Enlightenment Natures: Birds and the French Empire, 1740-1820

Yotam Tsal
History
UC Berkeley


This dissertation traces the making and dismantling of 18th century French Ornithology by examining the rise of amateurish Ornithology, and its replacement by modern Ornithology by the century’s end. Due to their variety, compactness, and migratory ability, birds attracted significant attention from both scientists and laymen, such as artists and taxidermists, as exemplars of nature’s complexities. Birds enabled Parisian scientists to apprehend the vastness of the Empire and for naturalists in subnational territories and colonies to experiment with their identities as being distinct from the metropole. However, this moment of collaboration between cultural and scientific communities, and competition between Paris and other localities, ended with the collapse of the colonial Empire and the French Revolution.

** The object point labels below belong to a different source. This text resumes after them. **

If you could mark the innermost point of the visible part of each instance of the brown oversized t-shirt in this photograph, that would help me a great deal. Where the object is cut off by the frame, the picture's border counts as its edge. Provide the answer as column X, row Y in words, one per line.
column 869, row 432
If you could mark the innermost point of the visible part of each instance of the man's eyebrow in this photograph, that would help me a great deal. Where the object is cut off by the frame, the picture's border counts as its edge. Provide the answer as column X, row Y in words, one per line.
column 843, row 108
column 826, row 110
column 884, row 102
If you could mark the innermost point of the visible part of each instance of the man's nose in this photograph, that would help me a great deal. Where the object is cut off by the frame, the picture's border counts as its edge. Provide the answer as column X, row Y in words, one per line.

Confronted with the periphery’s resistance to top-down control from the capital, and overwhelmed by an influx of new specimens from abroad, Parisian naturalists began to produce ornithological projects that, while more cautious in scope, sought to disseminate a universal narrative about the new Republic’s nature. By decentering mainstream scientists to encompass other knowledge producers, this dissertation sheds light on the centrality of “non-scientific” actors in the development of modern natural sciences and in shaping our conception of nature.